As if we didn’t have enough scam-ridden cryptocurrency out in the world already, on Friday a new coin based on The Lord of the Rings will enter the market. But that’s not the weirdest thing about “JRR Token,” the crypto that identifies itself as “one token that rules them all.” That honor goes to the message from Billy Boyd, the actor who played Pippin Took in Peter Jackson’s films, promoting the crypto.
Earlier this week, JRR Token—not to be confused with the author of the beloved saga, J.R.R. Tolkien—posted a 40-second video of Boyd speaking favorably about the new crypto. Boyd was paid to do the video via Cameo, the platform that allows people to pay celebrities to send them video messages, do live video calls, and write them direct messages. As of the time of publication, Boyd’s video had been viewed more than 198,000 times on JRR Token’s Twitter.
That’s a pretty big impact considering they paid about $145 for the video, which is Boyd’s rate on his Cameo page.
While Boyd doesn’t explicitly tell people to buy the crypto in the video—in fact it looks like he’s reading a script they sent him most of the time—he does say that the currency will be around for the long haul. In addition, he adds that JRR Token will go “to the moon,” which in the crypto world means that the price of the currency will go way up. Not sure if Boyd knows the specific reference, though.
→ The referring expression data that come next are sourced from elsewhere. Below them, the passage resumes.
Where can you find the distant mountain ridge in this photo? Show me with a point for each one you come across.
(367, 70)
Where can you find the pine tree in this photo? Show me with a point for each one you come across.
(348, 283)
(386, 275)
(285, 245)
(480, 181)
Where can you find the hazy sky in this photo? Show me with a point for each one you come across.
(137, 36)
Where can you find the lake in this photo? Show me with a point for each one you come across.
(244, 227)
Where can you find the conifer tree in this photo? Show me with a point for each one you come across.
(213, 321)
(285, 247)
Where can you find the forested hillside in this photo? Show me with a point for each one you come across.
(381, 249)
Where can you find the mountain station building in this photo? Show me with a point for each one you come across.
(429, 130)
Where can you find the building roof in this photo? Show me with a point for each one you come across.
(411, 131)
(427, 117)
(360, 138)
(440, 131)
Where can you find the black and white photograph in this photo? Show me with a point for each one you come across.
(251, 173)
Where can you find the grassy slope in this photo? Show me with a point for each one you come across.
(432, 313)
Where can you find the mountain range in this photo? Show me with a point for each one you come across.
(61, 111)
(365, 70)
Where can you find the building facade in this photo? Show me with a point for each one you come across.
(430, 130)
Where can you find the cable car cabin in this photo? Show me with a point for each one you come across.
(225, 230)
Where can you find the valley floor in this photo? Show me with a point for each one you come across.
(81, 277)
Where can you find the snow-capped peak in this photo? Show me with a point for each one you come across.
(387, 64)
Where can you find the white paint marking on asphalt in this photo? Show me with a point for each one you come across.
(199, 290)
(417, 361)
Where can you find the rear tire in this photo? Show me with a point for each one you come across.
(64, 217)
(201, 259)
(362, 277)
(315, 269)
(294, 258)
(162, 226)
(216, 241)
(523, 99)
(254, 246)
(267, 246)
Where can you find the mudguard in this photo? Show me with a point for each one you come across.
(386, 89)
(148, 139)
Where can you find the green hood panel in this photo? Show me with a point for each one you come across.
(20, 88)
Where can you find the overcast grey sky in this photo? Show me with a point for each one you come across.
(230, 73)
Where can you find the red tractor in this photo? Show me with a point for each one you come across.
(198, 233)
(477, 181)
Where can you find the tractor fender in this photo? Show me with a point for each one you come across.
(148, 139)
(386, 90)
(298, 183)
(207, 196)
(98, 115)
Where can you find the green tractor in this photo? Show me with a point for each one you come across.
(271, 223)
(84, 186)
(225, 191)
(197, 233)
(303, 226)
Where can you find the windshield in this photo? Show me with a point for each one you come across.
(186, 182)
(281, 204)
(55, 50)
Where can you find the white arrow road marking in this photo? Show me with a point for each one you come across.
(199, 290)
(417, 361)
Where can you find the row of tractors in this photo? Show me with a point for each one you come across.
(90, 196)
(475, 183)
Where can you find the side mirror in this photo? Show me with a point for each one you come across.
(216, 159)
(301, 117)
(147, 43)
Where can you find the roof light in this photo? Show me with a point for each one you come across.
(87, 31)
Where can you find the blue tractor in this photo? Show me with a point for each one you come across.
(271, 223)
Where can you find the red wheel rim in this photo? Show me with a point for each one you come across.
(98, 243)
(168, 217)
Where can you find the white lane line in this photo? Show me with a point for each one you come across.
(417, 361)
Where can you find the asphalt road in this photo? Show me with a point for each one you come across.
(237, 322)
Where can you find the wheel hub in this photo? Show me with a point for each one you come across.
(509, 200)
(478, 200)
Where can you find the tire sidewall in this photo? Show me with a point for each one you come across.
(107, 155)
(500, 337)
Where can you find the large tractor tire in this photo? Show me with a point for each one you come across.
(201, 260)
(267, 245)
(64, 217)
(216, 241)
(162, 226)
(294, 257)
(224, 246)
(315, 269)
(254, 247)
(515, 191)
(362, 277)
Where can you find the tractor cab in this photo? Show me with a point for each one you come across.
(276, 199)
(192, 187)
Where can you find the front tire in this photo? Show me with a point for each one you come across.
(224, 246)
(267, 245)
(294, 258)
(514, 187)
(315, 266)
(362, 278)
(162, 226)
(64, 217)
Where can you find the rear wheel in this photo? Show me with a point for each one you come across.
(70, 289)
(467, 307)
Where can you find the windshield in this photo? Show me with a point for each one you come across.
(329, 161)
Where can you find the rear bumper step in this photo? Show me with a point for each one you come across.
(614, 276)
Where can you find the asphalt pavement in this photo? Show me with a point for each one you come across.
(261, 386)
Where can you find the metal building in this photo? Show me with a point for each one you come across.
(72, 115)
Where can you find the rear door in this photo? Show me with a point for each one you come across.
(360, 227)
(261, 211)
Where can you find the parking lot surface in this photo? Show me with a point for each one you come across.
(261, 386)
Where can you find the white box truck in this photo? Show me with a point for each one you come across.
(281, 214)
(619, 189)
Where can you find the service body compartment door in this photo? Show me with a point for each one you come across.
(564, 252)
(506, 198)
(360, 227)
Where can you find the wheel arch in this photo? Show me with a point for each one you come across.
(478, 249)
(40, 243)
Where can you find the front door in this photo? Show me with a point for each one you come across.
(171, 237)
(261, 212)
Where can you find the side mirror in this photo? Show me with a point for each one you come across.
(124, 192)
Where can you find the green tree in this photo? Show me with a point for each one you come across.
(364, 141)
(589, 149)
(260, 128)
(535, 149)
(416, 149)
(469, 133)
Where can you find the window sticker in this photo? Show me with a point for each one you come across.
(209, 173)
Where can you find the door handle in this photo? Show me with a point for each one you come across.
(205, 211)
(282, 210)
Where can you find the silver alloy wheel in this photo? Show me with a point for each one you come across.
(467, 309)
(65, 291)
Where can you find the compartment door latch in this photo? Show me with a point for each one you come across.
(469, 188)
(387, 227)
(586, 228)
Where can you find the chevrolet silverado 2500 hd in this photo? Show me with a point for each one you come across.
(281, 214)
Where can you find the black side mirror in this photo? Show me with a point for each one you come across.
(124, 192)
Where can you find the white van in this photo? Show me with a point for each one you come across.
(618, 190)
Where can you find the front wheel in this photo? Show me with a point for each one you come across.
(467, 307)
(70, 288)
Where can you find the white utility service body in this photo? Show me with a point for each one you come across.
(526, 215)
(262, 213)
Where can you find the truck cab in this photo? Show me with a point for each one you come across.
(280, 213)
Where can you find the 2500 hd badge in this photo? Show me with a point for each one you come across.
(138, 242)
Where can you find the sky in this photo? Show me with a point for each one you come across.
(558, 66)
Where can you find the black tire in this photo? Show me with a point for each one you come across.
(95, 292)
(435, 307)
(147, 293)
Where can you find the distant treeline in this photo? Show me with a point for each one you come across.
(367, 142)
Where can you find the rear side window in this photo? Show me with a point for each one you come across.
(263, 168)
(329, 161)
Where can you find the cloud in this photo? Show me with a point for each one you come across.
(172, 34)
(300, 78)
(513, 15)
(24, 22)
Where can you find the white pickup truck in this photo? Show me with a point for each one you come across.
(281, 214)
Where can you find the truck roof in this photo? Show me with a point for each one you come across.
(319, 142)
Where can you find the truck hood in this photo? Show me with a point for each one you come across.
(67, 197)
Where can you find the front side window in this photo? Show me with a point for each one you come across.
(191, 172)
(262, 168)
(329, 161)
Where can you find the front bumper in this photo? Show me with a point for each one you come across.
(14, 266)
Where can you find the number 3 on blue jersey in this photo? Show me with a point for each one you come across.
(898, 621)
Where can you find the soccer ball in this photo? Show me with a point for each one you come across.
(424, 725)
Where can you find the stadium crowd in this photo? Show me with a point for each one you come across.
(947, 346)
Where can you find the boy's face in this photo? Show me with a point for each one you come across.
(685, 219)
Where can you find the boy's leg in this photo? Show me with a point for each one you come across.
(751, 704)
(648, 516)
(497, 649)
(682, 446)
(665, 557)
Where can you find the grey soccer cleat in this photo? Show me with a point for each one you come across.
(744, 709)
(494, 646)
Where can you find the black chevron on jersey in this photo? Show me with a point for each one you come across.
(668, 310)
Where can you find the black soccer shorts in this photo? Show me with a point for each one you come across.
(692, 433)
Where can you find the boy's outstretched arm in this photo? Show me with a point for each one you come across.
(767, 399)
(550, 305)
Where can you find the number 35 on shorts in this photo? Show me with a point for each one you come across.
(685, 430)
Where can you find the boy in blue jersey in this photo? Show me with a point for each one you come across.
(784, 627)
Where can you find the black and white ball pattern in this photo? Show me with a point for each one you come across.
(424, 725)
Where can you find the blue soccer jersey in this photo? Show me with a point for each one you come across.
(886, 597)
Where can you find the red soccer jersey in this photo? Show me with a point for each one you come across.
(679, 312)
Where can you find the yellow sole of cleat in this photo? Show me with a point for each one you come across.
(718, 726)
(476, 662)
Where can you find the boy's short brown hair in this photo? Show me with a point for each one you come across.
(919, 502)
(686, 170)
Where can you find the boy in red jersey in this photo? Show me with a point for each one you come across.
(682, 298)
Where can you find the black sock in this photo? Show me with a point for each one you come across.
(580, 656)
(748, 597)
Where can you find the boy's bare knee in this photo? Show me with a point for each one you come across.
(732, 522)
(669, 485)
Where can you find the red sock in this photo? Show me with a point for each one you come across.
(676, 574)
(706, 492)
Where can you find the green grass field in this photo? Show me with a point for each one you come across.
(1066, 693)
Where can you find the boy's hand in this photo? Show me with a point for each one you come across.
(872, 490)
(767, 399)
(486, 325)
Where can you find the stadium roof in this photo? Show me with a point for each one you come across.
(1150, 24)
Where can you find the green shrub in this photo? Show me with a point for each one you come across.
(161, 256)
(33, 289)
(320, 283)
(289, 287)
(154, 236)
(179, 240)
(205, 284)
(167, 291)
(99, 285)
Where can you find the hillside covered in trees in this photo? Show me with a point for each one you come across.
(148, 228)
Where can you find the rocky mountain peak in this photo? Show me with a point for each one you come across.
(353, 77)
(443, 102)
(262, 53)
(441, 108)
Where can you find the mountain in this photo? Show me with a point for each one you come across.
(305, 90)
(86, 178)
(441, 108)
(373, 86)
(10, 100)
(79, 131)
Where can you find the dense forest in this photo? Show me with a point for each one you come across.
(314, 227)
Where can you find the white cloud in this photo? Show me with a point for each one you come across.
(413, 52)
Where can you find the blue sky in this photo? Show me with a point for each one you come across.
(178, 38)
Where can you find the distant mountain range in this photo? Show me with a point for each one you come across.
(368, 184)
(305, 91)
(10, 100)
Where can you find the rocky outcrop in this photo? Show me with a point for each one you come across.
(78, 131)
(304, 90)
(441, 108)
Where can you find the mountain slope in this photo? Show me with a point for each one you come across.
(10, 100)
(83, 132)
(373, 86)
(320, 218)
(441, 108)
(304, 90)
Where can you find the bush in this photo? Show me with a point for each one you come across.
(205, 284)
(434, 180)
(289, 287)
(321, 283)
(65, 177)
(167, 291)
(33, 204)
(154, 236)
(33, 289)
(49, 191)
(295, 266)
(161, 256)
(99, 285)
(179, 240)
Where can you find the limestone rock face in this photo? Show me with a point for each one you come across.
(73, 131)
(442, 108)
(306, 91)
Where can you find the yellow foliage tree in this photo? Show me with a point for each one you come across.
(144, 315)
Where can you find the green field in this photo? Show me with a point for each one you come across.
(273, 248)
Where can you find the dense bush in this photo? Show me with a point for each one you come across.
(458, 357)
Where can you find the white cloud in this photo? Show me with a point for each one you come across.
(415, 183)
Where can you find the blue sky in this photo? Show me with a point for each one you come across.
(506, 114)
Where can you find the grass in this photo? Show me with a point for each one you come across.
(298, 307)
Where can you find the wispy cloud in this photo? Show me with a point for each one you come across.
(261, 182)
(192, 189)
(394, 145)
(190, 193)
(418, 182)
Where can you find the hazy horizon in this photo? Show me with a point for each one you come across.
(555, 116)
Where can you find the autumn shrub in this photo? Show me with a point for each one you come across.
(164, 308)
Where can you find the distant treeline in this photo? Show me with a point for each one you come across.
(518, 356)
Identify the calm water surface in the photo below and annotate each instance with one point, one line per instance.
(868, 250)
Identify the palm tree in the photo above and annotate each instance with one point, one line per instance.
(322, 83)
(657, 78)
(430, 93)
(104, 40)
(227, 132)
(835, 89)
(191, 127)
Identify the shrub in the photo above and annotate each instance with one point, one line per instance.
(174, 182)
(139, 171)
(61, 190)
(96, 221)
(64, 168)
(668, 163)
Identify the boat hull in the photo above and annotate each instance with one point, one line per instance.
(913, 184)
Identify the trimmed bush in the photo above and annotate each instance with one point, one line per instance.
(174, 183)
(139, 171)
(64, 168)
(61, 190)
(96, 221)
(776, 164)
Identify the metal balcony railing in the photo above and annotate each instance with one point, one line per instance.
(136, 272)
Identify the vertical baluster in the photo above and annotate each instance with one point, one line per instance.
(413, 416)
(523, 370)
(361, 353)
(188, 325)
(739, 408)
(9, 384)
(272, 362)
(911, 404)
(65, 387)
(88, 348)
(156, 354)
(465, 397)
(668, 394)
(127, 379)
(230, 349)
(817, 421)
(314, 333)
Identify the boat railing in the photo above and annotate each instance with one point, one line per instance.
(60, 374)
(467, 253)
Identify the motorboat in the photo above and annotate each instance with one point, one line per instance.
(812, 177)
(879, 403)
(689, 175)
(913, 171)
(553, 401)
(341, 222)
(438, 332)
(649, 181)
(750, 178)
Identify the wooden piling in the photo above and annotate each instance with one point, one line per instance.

“Now, I’m here to tell you JRR was created with a mind to have a stable and sustainable crypto that would be embraced by adventurous spirits everywhere. Its ‘Tokenomics’ reflect that it will be around for the long haul,” Boyd said. “Do I think they’re going to the moon? There and back again.”
Funny enough, although Boyd ends with a reference to The Hobbit, it could be interpreted as a red flag in the crypto world. After all, if you want a price to go high, or to the moon, in theory I imagine you wouldn’t want the price to go low, or back again. Or maybe that’s just my interpretation.
JRR Token has been preparing to launch for the past few months, according to its website and social media activity. It appears to be yet another hype coin, which are created in the dozens on a daily basis by developers promising big returns. Making hype coins is easy, as explained by the New York Times, and fast. However, the majority of them become worthless after a few weeks.
What’s worrisome in this case though is that JRR Token’s creators got a well-known figure in the Lord of the Rings community to endorse their scam crypto. Even though the reception hasn’t been great, some people might genuinely believe what Boyd is saying and invest their money into JRR Token, which will be available for pre-sale on Friday.
Gizmodo reached out to Cameo for comment on Boyd’s video. We’ll make sure to update this blog if we receive a response.
At the end of the day, it’s likely that JRR Token won’t be around for much longer. Anything related to The Lord of the Rings and its author, J.R.R. Tolkien, is fiercely protected by the Tolkien estate, which isn’t shy about taking out its swords and suing.